The current study looked at the role of the serotonin 2C receptor in controlling body weight and related behaviors in collaboration with the Xu lab at the University of Cambridge and Dr. I. Sadaf Farooqi’s lab at the University of Oxford.
The team’s claim that the serotonin 2C receptor is a critical regulator of body weight and certain behaviors is backed by research from both the Xu and Farooqi labs, which have concentrated on fundamental and genetic animal studies, as well as human genetics.
The investigation began with the discovery that the serotonin 2C receptor gene was very variable among children with severe obesity. Scientists found 13 variations highly connected to being overweight using data from 19 people with no common ancestry. Following detailed characterization, 11 additional variations were discovered to cause receptor dysfunction.
Xu stated that loss-of-function variation carriers had hyperphagia or an insatiable hunger. They also had a penchant for some form of maladaptive behavior. ‘Emotional lability’ is described by Xu as “rapid, typically dramatic fluctuations in mood.
Animal models expressing one of the human loss-of-function variants in the serotonin 2C receptor gene became fat, validating the team’s hypothesis that loss-of-function mutations in this gene contribute to obesity.
Xu has underlined the diagnostic relevance of this result. Diagnostic gene panels for extreme pediatric obesity should include the serotonin 2C receptor gene. Furthermore, the researchers discovered a possible mechanism through which such mutations lead to weight increase and obesity. According to Xu, the serotonin 2C receptor is required for the regular firing of hypothalamic POMC neurons.

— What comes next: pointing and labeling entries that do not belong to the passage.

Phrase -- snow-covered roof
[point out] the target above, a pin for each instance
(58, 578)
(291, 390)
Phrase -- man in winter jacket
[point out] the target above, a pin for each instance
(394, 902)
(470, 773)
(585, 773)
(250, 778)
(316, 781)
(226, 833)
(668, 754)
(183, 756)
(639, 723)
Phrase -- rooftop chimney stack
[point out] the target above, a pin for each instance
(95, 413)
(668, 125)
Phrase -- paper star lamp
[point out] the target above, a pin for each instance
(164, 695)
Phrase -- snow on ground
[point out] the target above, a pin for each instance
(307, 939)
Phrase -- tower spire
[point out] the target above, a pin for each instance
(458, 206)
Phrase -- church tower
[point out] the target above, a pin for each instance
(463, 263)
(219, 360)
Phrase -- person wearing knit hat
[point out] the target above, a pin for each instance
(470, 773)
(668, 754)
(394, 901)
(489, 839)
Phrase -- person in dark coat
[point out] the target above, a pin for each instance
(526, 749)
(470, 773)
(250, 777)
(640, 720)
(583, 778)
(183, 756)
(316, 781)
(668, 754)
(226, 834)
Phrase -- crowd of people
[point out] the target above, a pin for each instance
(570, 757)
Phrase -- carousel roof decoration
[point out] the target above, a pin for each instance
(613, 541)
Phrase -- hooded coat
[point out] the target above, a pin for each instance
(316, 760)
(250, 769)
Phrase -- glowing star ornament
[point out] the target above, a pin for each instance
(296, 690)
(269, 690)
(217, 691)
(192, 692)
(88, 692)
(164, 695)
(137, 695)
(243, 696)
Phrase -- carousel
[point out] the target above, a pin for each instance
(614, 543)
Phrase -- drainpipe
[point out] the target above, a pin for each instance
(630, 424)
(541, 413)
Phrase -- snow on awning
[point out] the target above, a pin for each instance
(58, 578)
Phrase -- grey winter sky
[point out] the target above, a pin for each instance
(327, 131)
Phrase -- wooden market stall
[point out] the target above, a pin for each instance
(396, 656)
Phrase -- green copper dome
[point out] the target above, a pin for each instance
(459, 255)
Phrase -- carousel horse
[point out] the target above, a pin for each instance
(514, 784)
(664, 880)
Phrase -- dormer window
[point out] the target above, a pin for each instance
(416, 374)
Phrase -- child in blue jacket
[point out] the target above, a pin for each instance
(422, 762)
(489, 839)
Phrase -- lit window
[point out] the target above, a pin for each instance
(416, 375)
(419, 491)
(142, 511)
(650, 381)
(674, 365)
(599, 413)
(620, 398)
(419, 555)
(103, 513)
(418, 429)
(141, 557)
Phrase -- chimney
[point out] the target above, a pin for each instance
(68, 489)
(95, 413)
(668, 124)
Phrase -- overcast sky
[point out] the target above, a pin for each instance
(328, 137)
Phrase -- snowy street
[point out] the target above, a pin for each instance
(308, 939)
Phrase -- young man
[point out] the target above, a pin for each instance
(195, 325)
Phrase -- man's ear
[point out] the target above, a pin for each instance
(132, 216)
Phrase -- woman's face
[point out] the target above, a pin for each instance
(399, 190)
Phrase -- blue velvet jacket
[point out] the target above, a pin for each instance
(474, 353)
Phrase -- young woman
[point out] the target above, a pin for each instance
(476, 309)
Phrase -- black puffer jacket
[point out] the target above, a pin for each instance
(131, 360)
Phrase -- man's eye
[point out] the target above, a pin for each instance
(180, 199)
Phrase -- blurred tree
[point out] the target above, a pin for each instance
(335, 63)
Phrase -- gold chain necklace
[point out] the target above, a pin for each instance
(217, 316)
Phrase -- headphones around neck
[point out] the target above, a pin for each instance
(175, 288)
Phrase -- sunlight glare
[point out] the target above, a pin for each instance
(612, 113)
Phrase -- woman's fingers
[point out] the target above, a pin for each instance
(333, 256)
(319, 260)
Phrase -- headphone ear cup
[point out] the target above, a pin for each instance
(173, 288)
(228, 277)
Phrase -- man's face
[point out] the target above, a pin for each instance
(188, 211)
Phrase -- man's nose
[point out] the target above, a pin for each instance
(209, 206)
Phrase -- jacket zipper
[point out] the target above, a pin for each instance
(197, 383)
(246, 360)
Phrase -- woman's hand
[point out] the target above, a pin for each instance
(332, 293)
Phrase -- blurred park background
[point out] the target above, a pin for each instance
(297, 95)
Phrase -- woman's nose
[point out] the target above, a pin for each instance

“Due to the disturbance in firing activity in the POMC neurons, animals with a loss-of-function mutation in this receptor are more likely to binge and gain weight. To prevent binge eating, the activity of these neurons must be normal.”
Using a mouse model, the researchers also investigated whether or not loss-of-function mutations altered mouse behavior. The altered mice, according to Xu, displayed less social behavior and more antagonism.
“These findings add to the scant data previously known for the relevance of the serotonin 2C receptor in sustaining socially acceptable conduct and inhibiting aggressive urges. We want to learn more about the methods employed.”
Setmelanotide and other drugs that act directly on downstream pathways may benefit people with obesity caused by this gene’s loss-of-function mutation. More research is needed to evaluate the effectiveness of this method.